Effect of Intensive Blood-Pressure Treatment on Patient-Reported Outcomes

The Systolic Blood Pressure Intervention Trial previously demonstrated that, in patients with hypertension with increased cardiovascular risk, treating systolic blood pressure to a goal of 120 mmHg, as compared to treatment to a goal of 140 mmHg, improved cardiovascular outcomes. The impact of such intensive therapy on patient-reported outcomes, however, had not been reported. In this randomized controlled trial, 9,361 patients were randomized to the more intensive treatment target of 120 mmHg or 140 mmHg. Patient-reported outcome measures included scores on the Patient Health Questionnaire 9-item depression scale (PHQ-9), the Physical Component Summary (PCS) and Mental Component Summary (MCS) of the Veterans RAND 12-Item Health Survey, in addition to their satisfaction with their blood pressure care.

Researchers found no difference between treatment groups with respect to the PCS of the Veterans RAND 12-Item Health Survey (p=0.90). Similarly, there were no significant differences in mean changes per year between the treatment groups with respect to the MCS (p=0.79) and PHQ-9 (p=0.86) outcomes. Treatment satisfaction, however, was significantly greater in the intensive treatment group with 74.4% reportedly ‘very satisfied’ with their care, as compared to 71.0% in the standard care group (p=0.03). This analysis therefore shows that, though cardiovascular outcomes and satisfaction were improved, intensive blood pressure treatment did not result in improvement in certain patient-reported outcomes.

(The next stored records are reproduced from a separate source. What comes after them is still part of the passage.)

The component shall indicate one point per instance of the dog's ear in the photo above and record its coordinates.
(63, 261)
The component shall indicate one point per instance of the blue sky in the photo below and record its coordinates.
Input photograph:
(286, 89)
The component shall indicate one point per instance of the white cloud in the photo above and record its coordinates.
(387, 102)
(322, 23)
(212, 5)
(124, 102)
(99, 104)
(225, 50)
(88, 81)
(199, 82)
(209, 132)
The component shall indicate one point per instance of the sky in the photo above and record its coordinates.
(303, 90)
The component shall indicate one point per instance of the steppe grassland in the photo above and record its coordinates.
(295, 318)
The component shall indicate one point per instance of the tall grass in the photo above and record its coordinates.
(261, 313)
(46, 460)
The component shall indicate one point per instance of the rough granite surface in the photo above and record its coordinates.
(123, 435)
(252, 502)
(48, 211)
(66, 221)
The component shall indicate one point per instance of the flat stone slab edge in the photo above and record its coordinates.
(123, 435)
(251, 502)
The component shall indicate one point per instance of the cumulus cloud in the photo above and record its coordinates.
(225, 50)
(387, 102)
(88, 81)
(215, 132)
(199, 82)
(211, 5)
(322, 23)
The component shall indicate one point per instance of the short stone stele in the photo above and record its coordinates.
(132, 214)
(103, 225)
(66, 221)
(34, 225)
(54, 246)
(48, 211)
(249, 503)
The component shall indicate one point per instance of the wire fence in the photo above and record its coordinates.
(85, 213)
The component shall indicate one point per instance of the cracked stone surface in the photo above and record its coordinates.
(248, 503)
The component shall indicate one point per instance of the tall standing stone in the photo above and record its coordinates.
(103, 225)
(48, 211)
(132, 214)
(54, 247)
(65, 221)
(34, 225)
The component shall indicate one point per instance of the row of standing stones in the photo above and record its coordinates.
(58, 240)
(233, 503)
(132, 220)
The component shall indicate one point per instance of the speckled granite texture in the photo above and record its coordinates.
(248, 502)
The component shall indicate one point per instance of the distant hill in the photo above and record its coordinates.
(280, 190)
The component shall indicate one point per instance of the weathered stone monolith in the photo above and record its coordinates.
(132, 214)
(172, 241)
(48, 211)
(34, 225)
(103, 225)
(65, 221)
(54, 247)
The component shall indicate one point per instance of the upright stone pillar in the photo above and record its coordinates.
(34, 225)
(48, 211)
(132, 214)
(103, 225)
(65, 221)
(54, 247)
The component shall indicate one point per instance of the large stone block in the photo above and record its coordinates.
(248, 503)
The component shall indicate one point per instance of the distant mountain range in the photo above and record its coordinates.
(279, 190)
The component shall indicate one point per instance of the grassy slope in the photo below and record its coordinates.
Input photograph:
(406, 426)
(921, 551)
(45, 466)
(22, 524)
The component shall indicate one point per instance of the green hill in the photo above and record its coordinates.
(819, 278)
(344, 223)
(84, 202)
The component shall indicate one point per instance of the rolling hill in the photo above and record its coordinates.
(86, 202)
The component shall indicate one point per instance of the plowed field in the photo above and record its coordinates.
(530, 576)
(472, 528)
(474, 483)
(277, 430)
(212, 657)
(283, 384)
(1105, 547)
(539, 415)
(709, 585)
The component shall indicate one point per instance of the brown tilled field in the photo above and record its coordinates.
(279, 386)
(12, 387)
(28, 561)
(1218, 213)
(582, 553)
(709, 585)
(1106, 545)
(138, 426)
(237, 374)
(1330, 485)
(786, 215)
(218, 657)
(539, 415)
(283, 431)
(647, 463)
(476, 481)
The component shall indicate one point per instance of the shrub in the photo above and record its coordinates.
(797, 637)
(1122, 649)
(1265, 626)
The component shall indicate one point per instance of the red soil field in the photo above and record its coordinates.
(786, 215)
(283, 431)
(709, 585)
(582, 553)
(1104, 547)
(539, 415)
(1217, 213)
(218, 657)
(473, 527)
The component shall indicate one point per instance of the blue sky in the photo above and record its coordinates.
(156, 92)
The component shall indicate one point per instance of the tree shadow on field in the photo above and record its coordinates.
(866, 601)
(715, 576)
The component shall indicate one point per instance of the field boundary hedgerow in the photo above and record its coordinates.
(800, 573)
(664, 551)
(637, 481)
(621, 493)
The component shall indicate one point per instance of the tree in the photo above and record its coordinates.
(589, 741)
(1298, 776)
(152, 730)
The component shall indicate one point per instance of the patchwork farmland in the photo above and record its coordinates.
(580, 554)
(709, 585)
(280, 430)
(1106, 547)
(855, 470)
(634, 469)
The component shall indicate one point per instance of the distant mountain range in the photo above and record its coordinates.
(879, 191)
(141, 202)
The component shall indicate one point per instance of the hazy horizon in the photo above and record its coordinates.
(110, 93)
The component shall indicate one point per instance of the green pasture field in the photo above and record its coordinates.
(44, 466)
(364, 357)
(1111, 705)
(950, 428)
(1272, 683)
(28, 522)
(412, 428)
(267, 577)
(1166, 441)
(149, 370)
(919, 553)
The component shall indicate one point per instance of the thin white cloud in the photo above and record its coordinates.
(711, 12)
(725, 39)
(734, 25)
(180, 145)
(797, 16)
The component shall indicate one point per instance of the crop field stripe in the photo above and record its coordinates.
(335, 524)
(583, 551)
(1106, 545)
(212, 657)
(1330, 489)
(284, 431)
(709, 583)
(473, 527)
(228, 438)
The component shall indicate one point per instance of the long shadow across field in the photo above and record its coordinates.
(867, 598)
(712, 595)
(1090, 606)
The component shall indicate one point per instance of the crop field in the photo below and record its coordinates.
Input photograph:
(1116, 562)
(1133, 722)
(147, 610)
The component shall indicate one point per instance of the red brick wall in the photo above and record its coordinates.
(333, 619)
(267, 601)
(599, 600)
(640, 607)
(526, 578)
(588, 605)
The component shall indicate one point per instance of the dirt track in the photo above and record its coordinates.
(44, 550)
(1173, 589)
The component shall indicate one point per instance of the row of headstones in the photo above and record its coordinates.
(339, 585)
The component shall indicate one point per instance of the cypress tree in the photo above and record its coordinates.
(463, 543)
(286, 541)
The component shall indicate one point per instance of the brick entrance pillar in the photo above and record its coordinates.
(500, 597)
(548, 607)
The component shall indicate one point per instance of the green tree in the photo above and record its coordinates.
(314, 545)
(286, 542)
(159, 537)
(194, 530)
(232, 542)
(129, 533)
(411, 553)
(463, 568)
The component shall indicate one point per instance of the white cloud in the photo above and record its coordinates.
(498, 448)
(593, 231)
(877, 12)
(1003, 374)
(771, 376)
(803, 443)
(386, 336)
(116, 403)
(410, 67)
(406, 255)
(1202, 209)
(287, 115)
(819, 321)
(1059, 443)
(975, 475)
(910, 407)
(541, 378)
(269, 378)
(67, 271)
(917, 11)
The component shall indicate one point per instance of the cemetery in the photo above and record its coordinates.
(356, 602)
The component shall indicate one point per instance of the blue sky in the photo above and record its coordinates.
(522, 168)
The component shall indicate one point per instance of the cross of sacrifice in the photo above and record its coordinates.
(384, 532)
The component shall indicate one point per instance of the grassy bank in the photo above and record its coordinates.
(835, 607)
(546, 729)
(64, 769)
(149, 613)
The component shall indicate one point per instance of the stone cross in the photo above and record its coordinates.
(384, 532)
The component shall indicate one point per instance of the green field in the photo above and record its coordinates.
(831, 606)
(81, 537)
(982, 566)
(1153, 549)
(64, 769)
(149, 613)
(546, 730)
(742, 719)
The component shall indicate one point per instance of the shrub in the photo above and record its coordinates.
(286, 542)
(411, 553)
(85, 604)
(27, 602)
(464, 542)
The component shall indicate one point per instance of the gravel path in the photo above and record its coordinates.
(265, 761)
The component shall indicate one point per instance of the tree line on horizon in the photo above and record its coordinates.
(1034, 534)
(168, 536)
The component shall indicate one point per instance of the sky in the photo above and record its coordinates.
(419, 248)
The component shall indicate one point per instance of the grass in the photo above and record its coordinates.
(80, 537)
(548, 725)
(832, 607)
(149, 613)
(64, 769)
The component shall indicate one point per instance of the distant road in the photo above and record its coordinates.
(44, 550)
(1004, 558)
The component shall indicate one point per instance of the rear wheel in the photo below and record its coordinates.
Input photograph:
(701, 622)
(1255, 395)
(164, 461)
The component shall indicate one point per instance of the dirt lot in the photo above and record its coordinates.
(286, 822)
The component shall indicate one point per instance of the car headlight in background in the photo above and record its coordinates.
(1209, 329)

Safety and Tolerability of Maraviroc-Containing Regiments to Prevent HIV Infection in Women: A Phase 2 Randomized Trial

Over 2 million new HIV infections occur annually, with over half occurring in women. While HIV pre-exposure prophylaxis (PrEP) has shown promise in reducing rates of infection, studies in women have shown conflicting results. Maraviroc (MVC) is a candidate drug for HIV PrEP. In this phase two randomized controlled trial, 108 women in the United States were randomly assigned to receive MVC only, MVC with tenofovir disoproxil fumarate (TDF), MVC with emtricitabine (FTC), or TDF-FTC with the aim of investigating the safety and tolerability of MVC-containing PrEP over 48 weeks in women at risk for HIV infection. These patients were followed up for primary outcomes of discontinuation of medication(s), in addition to grade 3 and 4 adverse events. Researchers found no significant difference between the treatment groups in terms of the incidence of grade 3 or 4 adverse events. Additionally, there was no significant difference in those discontinuing treatment. Of note, no new HIV infections occurred in the study population. Investigators concluded that MVC-containing PrEP prophylaxis should be studied further, as it was well tolerated in this population.